Título: Para Lula, G-8 perdeu a importância política
Autor: Andrei Netto
Fonte: O Estado de São Paulo, 02/07/2009, Economia, p. B8

Presidente brasileiro diz que, sem os emergentes, representação política do grupo dos países mais ricos para discutir a crise ""já não vale mais""

Andrei Netto

O G-8 (grupo dos oito países mais industrializados e a Rússia) não morreu, mas não tem mais poder de decisão sobre a crise do sistema financeiro internacional. A análise foi feita ontem, em Sirte, na Líbia, pelo presidente Luiz Inácio Lula da Silva, e revigora o esforço que o governo brasileiro tem feito para manter vivo o principal grupo do qual participa, o G-20 (grupo dos 20 países mais industrializados).

Segundo o chefe de Estado brasileiro, a reunião dos sete países mais ricos do mundo, mais a Rússia, que ocorrerá em Áquila, na Itália, marca a continuidade do G-8, mas "sem importância".

As declarações mostraram uma ligeira falta de sintonia entre o presidente e o ministro das Relações Exteriores, Celso Amorim. Há 20 dias, em Paris, o chanceler havia afirmado que o G-8 "estava morto" desde a Cúpula de Londres do G-20, em abril. Ontem, Lula se disse menos "otimista" do que seu ministro, mas menosprezou a reunião das maiores potências. "Do ponto de vista da representação política, para discutir a crise, o G-8 já não vale mais. Esse não vale mais", reiterou.
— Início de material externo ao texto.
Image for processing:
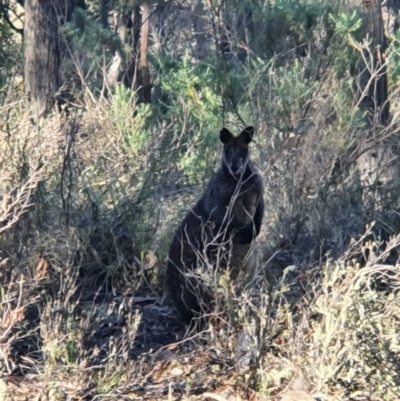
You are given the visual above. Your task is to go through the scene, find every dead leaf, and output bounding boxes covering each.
[280,390,313,401]
[35,258,49,281]
[143,251,158,270]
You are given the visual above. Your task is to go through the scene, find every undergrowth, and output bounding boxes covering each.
[0,0,400,401]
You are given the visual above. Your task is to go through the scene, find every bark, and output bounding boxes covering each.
[107,3,151,103]
[191,0,207,60]
[24,0,60,116]
[101,0,110,29]
[138,3,151,103]
[351,0,398,210]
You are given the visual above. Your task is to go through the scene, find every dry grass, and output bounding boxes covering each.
[0,86,400,400]
[0,1,400,401]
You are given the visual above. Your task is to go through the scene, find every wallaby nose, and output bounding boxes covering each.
[231,163,242,174]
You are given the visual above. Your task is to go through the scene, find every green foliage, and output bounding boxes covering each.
[161,55,228,181]
[61,8,123,89]
[387,30,400,91]
[109,85,153,157]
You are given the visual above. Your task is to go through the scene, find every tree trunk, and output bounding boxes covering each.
[191,0,207,60]
[101,0,110,29]
[24,0,60,116]
[138,3,151,103]
[351,0,398,210]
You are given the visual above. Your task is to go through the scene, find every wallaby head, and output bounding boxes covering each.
[219,127,254,177]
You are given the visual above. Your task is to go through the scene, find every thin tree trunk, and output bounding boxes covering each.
[139,3,151,103]
[351,0,398,210]
[24,0,60,116]
[191,0,207,60]
[101,0,110,29]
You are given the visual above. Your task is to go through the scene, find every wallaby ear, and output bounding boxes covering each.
[239,127,254,144]
[219,128,233,145]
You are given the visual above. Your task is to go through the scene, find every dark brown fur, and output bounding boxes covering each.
[167,127,264,323]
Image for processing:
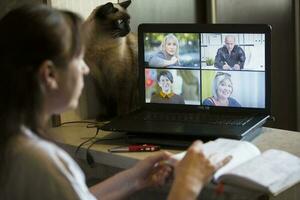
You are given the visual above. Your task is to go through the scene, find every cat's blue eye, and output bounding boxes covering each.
[113,8,119,13]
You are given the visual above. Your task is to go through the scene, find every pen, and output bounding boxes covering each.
[108,144,160,152]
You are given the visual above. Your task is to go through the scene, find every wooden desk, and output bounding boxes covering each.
[50,124,300,200]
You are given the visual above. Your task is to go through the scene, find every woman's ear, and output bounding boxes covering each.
[39,60,58,90]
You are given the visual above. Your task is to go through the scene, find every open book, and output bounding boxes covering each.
[173,138,300,195]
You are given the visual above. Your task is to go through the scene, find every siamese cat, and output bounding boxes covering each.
[84,1,138,120]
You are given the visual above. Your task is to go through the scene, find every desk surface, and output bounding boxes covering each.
[50,124,300,169]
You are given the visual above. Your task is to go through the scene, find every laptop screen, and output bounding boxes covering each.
[139,24,270,109]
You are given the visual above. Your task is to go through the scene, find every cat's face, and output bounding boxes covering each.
[94,1,131,38]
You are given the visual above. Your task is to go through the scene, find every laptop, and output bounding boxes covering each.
[101,24,271,140]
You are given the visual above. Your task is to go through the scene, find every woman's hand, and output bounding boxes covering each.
[168,141,230,200]
[130,152,173,189]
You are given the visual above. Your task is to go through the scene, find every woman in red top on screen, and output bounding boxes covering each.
[150,71,185,104]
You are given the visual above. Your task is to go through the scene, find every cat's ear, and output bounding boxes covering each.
[95,2,118,18]
[119,0,131,9]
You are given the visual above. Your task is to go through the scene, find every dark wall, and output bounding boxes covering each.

Lula disse não acreditar no futuro de um grupo que não conta com a participação de países emergentes como China, Índia e Brasil. "O G-20 vai continuar, o G-8 vai continuar. Sem importância, porque não tem sentido: o mundo hoje não depende somente dos países ricos. Os países emergentes têm uma importância e uma ascendência na economia mais importante que os países ricos", sustentou. Descontraído, Amorim interrompeu Lula e afirmou: "Salvou meu emprego, presidente".

O G-8 se reunirá na próxima semana, entre 8 e 11 de julho, em Áquila, na Itália. O Brasil é convidado apenas para o segundo dia, quando os países emergentes se reunirão com as potências industrializadas. Há cerca de um mês, o governo tem se esforçado para reduzir o peso internacional do G-8, lutando pela sobrevivência do G-20. Parte desse esforço foi realizado na Cúpula dos Brics (Brasil, Índia, Rússia e China), realizada em Ecaterimburgo, na Rússia, há 15 dias.

Sobre sua participação em Áquila, Lula disse que deve voltar a insistir na importância da conclusão do acordo da Rodada Doha, demonstrando satisfação pelo avanço da posição norte-americana sobre as negociações comerciais. "Me parece que agora o Obama já admite conversar. Os interlocutores norte-americanos já estão estabelecendo uma conversa e eu espero que a gente avance", sintetizou.

Outro foco de Lula será insistir no cumprimento das medidas acordadas na Cúpula de Londres do G-20, entre os quais a regulação dos paraísos fiscais, a injeção de recursos no Fundo Monetário Internacional (FMI) e a flexibilização da concessão de empréstimos para países em desenvolvimento. "Nós temos de cumprir as decisões que tomamos em Londres, como colocar mais dinheiro no FMI. O Brasil já colocou a sua parte, a China já colocou a parte dela, a Rússia também. Agora é preciso saber se estão emprestando o dinheiro para os países mais pobres sem condicionalidades."

DÓLAR

O presidente também voltou a comentar as discussões em curso entre os Brics para substituir o dólar nas transações comerciais do grupo.

"O (presidente do Banco Central Henrique) Meirelles esteve na Basileia com a incumbência de estabelecer conversas com a China, a Índia e a Rússia para ver se começamos a criar condições para fazer trocas comerciais entre nós nas nossas moedas, sem ingerência do dólar", lembrou. Lula descartou, porém, que a atitude seja tomada sem o conhecimento dos parceiros industrializados. "É um processo que está caminhando e que será discutido no G-20."